As Busse testified, the industry markets AR-15s by telling people they can “use what the Special Forces guys use,” and by getting guns featured in movies and in first-person-shooter video games. Busse said: “The industry condones frightening marketing that openly partners with domestic terror [organizations] like the Boogaloo Bois, a group that hopes for race wars and wears Hawaiian shirts."

And the committee’s report does show how one company sells an AR-15 adorned in a Hawaiian shirt pattern, called the “Big Igloo Aloha” rifle. “Big Igloo” is a social media variation of “Boogaloo.”

All this adds up to an industry that quite consciously markets its products not as a way to responsibly defend your home, but as an instrument of murder and mayhem.

Given that the idea of an assault weapons ban is quite popular, one might think it would have a chance of being enacted, especially considering the seemingly endless number of mass shootings involving AR-15-style weapons. But even if it could pass Congress — a difficult proposition at best given lockstep Republican opposition — the industry and its GOP allies have an insurance policy.

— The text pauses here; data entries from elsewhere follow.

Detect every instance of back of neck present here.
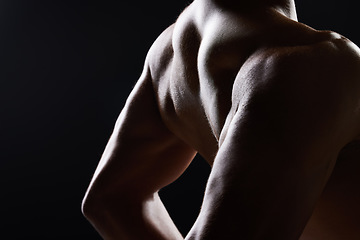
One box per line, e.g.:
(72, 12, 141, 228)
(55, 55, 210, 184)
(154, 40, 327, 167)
(197, 0, 297, 20)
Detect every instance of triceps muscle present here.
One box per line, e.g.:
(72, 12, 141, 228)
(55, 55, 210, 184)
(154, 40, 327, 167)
(187, 103, 341, 240)
(87, 66, 196, 201)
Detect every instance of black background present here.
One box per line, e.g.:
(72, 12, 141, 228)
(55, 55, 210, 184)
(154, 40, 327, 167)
(1, 0, 358, 239)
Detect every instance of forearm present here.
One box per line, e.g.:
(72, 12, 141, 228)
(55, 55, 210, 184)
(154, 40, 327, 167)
(82, 192, 183, 240)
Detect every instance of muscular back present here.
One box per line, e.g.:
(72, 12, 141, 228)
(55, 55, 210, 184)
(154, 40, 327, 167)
(145, 2, 360, 239)
(148, 3, 360, 164)
(83, 1, 360, 239)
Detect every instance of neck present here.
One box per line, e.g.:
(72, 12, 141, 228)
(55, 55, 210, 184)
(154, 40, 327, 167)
(200, 0, 297, 21)
(273, 0, 297, 21)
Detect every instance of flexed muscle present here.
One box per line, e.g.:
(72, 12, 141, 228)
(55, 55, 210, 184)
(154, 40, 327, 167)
(82, 0, 360, 239)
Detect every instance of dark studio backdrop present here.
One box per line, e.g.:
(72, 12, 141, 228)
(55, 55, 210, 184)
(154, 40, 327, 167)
(1, 0, 358, 238)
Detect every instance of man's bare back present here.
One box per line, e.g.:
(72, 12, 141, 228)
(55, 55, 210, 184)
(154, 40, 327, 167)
(82, 0, 360, 239)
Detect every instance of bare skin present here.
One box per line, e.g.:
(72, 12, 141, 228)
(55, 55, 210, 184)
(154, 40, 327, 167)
(82, 0, 360, 239)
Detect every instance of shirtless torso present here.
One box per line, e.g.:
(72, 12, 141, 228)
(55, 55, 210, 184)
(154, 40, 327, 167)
(82, 0, 360, 239)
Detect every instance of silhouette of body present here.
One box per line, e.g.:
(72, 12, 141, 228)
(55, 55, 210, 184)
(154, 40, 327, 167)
(82, 0, 360, 239)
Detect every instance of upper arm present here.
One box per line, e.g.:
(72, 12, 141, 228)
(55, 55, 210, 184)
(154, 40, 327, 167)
(337, 38, 360, 138)
(85, 63, 196, 202)
(189, 110, 339, 240)
(187, 42, 360, 239)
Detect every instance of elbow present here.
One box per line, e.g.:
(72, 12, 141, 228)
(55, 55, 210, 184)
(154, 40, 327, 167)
(81, 192, 96, 220)
(81, 189, 107, 221)
(81, 188, 132, 221)
(81, 182, 154, 220)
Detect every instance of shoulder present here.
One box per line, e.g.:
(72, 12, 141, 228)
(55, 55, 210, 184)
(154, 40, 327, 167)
(272, 33, 360, 77)
(237, 32, 360, 143)
(145, 5, 198, 81)
(146, 24, 175, 76)
(275, 33, 360, 105)
(243, 32, 360, 90)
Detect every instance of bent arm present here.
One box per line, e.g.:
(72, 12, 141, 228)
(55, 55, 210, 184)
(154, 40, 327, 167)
(186, 107, 342, 239)
(82, 64, 196, 239)
(187, 120, 338, 239)
(186, 47, 360, 239)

To people throughout most of the world, the idea that, in the United States, almost anyone can walk into a store and walk out with a military-style rifle is insane. But gun advocates have created facts on the ground ensuring that this reality cannot be undone.

First, consider the politics. As Busse noted, it was only after the assault weapons ban included in the 1994 crime bill expired in 2004 that gun manufacturers realized the riches that awaited them if they got into the AR-15 business. While before only a few companies produced these guns, today, around 500 such companies do. By some estimates as many as 24 million AR-15-type weapons are now in circulation.

Which means a ban on new manufacturing and sales would have a limited effect — and you can forget about confiscating ones people already own. The industry used its marketing and sales acumen to create an AR-15 constituency where one hadn’t existed before.

And the very madness of a society in which these weapons are so common is now being used as a legal justification for why they must stay common.

In District of Columbia v. Heller, the 2008 case that created an individual right to own guns in D.C., Justice Antonin Scalia homed in on a single line from a 1939 case about Revolution-era militia members having weapons “in common use at the time.” Scalia elevated this to a standard for use in the future to judge whether a particular weapon must be protected, even though military-style weapons were not at issue in that particular case.

Nor were they at issue in the recent decision in New York State Rifle & Pistol Association v. Bruen that struck down laws restricting people carrying guns outside the home. But Justice Clarence Thomas’s majority opinion mentioned the phrase “common use” five separate times.

This is how the facts on the ground now work. The gun industry has made the AR-15 “common.” Therefore, no matter how many children are slaughtered with it, that means it must enjoy constitutional protection.

One hears this argument often within the gun world. You see it during an exchange during a Judiciary Committee debate over the assault weapons ban. “Would anyone on the other side dispute that this bill would ban weapons that are in common use in the United States today?” asked Rep. Dan Bishop (R-N.C.). “That’s the point of the bill,” answered the chair, Rep. Jerrold Nadler (D-N.Y.). “The problem is they’re in common use.”

To gun advocates, that’s case closed: AR-15s are common, so they can’t be banned. While the Supreme Court’s conservatives have yet to apply this interpretation of the Second Amendment to AR-15s specifically, the gun industry and its allies clearly think that’s where the justices will come down.

So the more AR-15s are sold, the harder it will be politically to ban them, and perhaps legally as well. The result will be an increasing cycle of violence and intimidation.

“No one from the industry is going to stop it,” Busse testified. “And it’s going to get much worse.”